The spread of English-language terms in the field of electronic communications into almost all the vehicular languages of the world (computer, Internet, to surf, hardware, USB, and so forth) is a contemporary reminder of what a language hierarchy is. The French would rather not be so reminded, and their government set up the Commission Générale de Terminologie et de Néologie in 1996 to push back the tide of foreign words. It may have more success than King Canute, but I wouldn’t bet on it.

Target-language modification through translations of prestigious works from a language of higher status may in some instances be imposed on the receiving cultures, but in most cases it is not. More characteristically, it arises from the wishes and needs of the translating community itself. (It hardly needs pointing out that there were no “Hebrews” around to spur King James’s translators to bend English into shapes more typical of Hebrew grammar.) But Bible translation in the twentieth century is a different kettle of fish. The agents of modern Bible translation into indigenous languages are closely involved in the missionizing project itself, and many of them are American as well.

They work into languages they have learned long after the critical age of language acquisition—they are what we termed L2 translators see here of this book. They therefore run the same kind of risk of creating unintentionally comical or offensive effects as do the creators of international signage in Croatian seaside hotels. Nida’s main concern was to try to ensure they did not.

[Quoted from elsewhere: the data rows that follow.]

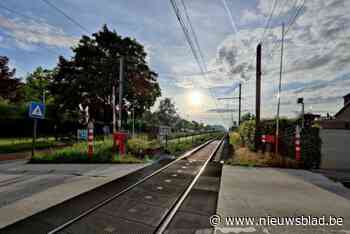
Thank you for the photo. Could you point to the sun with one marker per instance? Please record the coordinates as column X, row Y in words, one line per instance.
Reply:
column 195, row 98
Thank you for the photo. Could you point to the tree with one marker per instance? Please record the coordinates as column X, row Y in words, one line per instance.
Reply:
column 247, row 116
column 37, row 85
column 166, row 112
column 88, row 76
column 10, row 87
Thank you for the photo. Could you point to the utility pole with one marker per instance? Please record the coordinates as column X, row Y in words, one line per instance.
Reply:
column 113, row 108
column 120, row 93
column 233, row 98
column 279, row 92
column 133, row 121
column 258, row 96
column 239, row 104
column 44, row 96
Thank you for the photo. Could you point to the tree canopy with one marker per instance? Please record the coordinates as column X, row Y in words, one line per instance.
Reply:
column 9, row 85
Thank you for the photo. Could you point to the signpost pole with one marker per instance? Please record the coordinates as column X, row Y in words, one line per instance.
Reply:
column 35, row 124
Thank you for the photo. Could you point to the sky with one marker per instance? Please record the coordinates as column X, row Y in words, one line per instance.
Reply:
column 316, row 59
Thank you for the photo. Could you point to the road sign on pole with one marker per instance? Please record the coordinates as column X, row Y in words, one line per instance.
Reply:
column 36, row 110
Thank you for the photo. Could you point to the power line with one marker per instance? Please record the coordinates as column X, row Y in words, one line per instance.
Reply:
column 230, row 16
column 193, row 47
column 2, row 6
column 267, row 25
column 67, row 16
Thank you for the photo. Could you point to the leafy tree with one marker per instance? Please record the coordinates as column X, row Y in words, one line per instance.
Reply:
column 37, row 85
column 246, row 117
column 167, row 112
column 88, row 76
column 10, row 87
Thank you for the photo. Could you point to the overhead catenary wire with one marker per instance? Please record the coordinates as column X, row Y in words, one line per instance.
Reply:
column 48, row 47
column 193, row 46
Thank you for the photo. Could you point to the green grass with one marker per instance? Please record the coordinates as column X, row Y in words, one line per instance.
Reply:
column 139, row 150
column 14, row 145
column 77, row 153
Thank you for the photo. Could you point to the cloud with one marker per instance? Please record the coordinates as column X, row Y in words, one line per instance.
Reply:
column 30, row 32
column 249, row 16
column 316, row 55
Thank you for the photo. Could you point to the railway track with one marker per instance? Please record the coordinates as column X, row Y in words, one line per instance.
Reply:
column 148, row 205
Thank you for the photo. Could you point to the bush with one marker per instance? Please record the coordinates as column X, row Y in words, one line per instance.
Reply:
column 140, row 147
column 103, row 153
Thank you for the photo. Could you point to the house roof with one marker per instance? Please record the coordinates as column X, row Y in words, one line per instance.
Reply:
column 347, row 105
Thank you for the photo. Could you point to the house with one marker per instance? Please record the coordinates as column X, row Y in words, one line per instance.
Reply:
column 344, row 113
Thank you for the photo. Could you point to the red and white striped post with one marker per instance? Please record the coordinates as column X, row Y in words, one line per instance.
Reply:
column 90, row 139
column 297, row 144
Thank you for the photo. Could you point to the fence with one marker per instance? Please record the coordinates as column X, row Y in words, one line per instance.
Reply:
column 310, row 142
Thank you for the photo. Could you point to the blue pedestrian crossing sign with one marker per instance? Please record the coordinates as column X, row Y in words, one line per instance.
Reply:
column 36, row 110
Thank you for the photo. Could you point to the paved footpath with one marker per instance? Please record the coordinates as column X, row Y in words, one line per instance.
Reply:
column 263, row 192
column 26, row 189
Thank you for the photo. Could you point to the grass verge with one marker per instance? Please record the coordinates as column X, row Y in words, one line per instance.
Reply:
column 15, row 145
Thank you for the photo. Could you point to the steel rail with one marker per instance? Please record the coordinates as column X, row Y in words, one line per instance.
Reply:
column 171, row 213
column 82, row 215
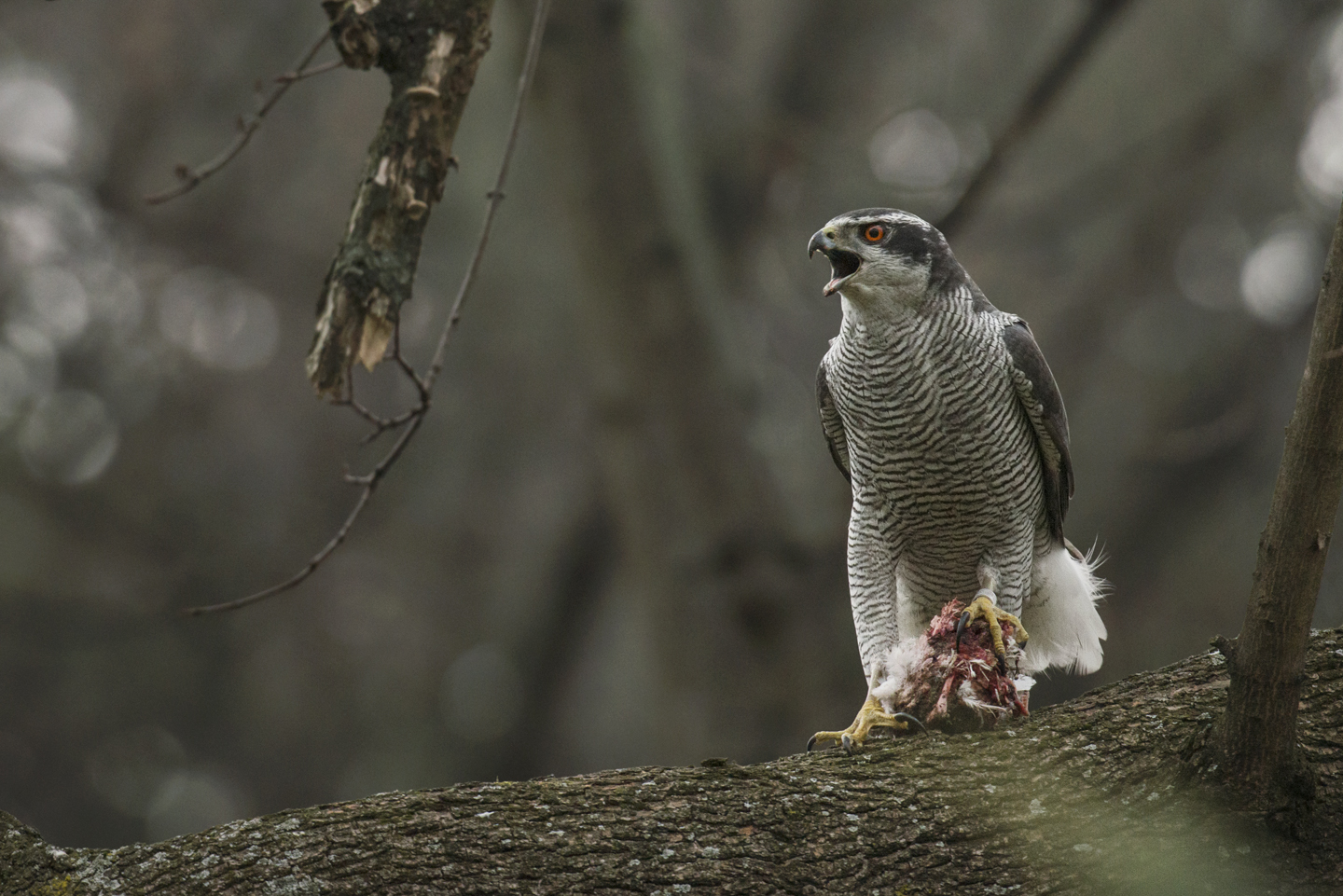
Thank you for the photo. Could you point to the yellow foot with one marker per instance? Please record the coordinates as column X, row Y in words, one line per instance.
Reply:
column 985, row 607
column 851, row 737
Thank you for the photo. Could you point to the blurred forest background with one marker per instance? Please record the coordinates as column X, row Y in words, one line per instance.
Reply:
column 619, row 539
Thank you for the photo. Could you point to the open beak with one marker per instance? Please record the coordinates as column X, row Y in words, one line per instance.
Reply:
column 842, row 262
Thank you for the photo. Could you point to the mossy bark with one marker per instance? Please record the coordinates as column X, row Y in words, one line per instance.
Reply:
column 1099, row 795
column 1256, row 737
column 430, row 50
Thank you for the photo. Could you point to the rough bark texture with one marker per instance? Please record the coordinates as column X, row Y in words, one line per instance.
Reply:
column 1089, row 797
column 1257, row 737
column 430, row 50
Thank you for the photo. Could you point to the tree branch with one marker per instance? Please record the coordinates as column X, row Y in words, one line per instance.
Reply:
column 192, row 177
column 430, row 51
column 1257, row 737
column 412, row 418
column 1081, row 798
column 1031, row 110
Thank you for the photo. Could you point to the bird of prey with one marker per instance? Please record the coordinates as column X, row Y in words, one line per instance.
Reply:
column 946, row 420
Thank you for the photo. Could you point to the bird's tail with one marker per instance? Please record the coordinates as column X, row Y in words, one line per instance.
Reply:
column 1059, row 617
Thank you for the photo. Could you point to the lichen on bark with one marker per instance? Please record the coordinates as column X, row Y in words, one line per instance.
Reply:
column 1096, row 795
column 430, row 50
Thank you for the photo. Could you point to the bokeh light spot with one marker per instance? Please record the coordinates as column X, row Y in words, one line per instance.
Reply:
column 38, row 124
column 916, row 151
column 1281, row 276
column 31, row 232
column 69, row 436
column 55, row 304
column 1321, row 158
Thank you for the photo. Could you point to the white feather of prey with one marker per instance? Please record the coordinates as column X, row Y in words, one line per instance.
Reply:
column 1059, row 615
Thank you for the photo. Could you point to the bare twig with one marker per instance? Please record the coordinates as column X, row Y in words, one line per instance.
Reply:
column 1033, row 109
column 192, row 177
column 412, row 418
column 290, row 76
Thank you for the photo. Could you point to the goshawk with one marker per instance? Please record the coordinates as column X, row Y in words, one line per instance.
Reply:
column 946, row 420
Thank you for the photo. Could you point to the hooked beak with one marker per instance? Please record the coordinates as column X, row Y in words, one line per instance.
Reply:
column 842, row 262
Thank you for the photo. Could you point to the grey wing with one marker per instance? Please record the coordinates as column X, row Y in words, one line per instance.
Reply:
column 832, row 425
column 1038, row 395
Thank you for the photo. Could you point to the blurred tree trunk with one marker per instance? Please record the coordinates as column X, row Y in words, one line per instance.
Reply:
column 1257, row 737
column 705, row 554
column 1089, row 797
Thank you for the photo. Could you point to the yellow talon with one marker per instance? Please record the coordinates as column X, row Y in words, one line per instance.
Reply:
column 985, row 607
column 856, row 735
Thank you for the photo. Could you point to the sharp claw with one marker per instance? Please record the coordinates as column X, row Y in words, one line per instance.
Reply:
column 908, row 719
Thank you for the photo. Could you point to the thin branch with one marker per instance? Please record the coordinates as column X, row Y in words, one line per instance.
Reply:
column 424, row 384
column 290, row 76
column 192, row 177
column 1031, row 112
column 494, row 197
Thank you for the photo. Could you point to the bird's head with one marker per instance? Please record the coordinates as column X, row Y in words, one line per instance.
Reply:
column 884, row 255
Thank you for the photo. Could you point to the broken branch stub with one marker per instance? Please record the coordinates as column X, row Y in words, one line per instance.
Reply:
column 430, row 50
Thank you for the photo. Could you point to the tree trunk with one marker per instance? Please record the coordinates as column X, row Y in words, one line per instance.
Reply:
column 1087, row 797
column 707, row 576
column 1257, row 737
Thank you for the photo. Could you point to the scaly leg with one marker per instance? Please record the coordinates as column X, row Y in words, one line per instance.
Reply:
column 985, row 606
column 869, row 716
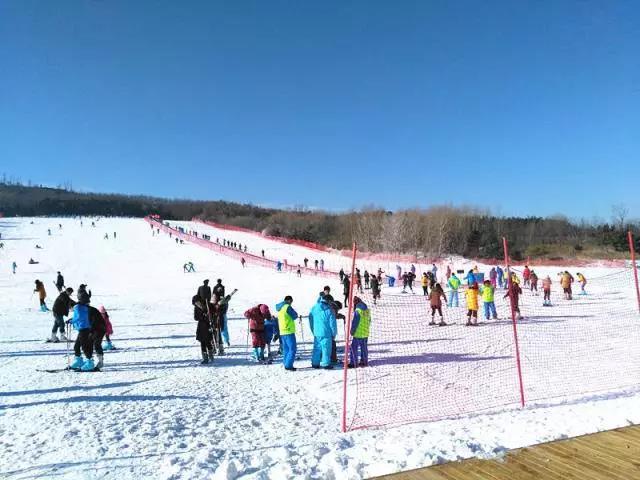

Bible translation into non-European languages, which began with European colonial expansion as early as the seventeenth century, was highly inventive from the start. Albert Cornelius Ruyl, a junior trader in the Dutch East India Company with unusual linguistic skills, first taught himself Malay—a regional contact language—when he began his service in Sumatra. He wrote a grammar, then translated the Gospel of Matthew from Dutch. Ruyl altered and adapted Malay as he went along, using words from Arabic, Portuguese, and Sanskrit when he knew no corresponding term in Malay. But he also did something more.

Where the Dutch version of Matthew talks of a fig tree, Ruyl’s version has pisang—which means a banana tree in Malay. The substitution was justified by the fact that there were no figs on Sumatra. But what really marks it as special is that it signals a new ideology in the age-old business of translating DOWN. Ruyl initiated the principle of cultural substitution that Nida would theorize and promote three centuries later.

From Hebrew into Greek, from Greek into Latin, from Syriac into Arabic, and so forth, when the receiving language didn’t have a word for some item, it got a new one—the word of the source language, adapted to its new linguistic home. Not so from Dutch into Malay. The receiving language did not get a new word for a new thing. It got a substitute thing, with its existing word.